Nuclear position controls studied:

"Early in development, all animal embryos pass through an almost identical stage where they form a blastoderm, which is a hollow ball of a few thousand cells. From that hollow ball, layers of cells start to fold into shapes that will become different parts of the body. Although the behavior of cells and the patterning of the embryo after the blastoderm stage is well-understood, how the blastoderm itself is made has remained a longstanding mystery.

"Now, a team of biologists and applied mathematicians at Harvard University in Massachusetts have developed a framework for understanding the general principles by which cell nuclei move and arrange themselves during the earliest stages of embryonic development to form the blastoderm.


"The researchers approached the study with two hypotheses: that the nuclei might push away nearby neighbors, and that each nucleus experiences a force that pulls it away from other nuclei and into empty space. They formalized these two hypotheses with mathematical models and made computer simulations of the developing embryos. Ultimately, the latter hypothesis—that nuclei are somehow pulled into the egg’s remaining empty space—best matched their observations.

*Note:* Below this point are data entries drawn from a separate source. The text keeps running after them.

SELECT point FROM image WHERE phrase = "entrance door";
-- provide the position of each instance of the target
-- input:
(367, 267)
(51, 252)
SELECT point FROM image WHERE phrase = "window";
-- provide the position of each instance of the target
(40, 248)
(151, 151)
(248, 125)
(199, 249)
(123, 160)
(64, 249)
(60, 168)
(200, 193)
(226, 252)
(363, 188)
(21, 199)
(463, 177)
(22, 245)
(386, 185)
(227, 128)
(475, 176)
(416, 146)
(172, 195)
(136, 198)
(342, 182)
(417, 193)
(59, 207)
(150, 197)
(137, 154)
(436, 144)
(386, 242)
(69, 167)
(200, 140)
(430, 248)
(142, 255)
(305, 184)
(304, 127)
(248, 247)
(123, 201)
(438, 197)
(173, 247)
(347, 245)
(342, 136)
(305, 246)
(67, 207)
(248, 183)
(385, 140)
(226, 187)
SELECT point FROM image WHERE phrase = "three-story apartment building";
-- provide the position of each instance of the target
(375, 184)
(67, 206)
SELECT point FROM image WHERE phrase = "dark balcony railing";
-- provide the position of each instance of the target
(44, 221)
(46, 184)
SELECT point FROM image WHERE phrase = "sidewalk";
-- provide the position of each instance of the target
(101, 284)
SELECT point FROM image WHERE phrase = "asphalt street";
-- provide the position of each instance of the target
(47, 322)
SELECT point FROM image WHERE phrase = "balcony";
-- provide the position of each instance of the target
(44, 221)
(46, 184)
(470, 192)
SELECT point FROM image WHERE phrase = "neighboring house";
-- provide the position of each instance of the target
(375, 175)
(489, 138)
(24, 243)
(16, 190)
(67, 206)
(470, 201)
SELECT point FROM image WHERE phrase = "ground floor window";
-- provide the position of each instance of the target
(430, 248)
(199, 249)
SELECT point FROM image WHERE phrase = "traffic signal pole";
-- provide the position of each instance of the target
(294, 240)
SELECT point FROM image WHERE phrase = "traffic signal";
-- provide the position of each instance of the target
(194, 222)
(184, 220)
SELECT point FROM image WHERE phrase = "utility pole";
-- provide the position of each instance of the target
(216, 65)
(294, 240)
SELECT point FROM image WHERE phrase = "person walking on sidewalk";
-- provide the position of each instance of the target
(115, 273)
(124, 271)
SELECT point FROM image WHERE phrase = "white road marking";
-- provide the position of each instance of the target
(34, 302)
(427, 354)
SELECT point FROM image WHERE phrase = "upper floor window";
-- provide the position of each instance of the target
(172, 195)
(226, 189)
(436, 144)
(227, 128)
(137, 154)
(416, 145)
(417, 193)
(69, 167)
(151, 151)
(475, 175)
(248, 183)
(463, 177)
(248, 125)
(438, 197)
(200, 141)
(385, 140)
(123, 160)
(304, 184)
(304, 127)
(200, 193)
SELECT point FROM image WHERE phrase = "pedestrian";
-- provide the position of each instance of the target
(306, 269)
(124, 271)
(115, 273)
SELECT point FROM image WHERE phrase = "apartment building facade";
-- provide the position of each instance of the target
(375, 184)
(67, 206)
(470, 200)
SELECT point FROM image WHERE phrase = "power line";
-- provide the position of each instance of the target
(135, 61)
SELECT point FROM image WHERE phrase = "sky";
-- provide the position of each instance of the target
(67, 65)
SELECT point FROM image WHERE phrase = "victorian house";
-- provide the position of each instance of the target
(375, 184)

"So how do the nuclei sense the space around them? The researchers hypothesize that microtubules attach to each nucleus self-assemble and grow outward, preferentially pulling the nuclei toward empty space because they can grow longer in that direction.

"Ensuring that nuclei are where they need to be in the blastoderm sets the foundation for all subsequent development to happen correctly, explains Stefano Di Talia, a developmental biologist at Duke University in North Carolina who didn’t work on the study. “Even more importantly, a lot of the mechanisms that have to do with the formation of the blastoderm are really fundamental cell biological and biophysical questions,” such as how the cell cycle is coordinated with biochemical signals and mechanical forces generated by the cytoskeleton to position things correctly, he says. (my bold)

"Di Talia says the ability of microtubules to pull nuclei into position is a fascinating hypothesis and could be a more general mechanism to explain how cells move during development and morphogenesis. “I think there’s going to be lot of situations where microtubule-driven processes are going to control the positioning of nuclei or organelles,” he says, “and I think the systems where you can really learn the biophysics of how that works are going to be very helpful.'”

Comment: note the bold. The cell nuclei move by following biochemical signals and mechanical forces, but how those signals and forces are coordinated comes from instructions sent by the DNA interpreting the proper information it has. This cannot be developed in step-by-step fashion. It must be designed all at once.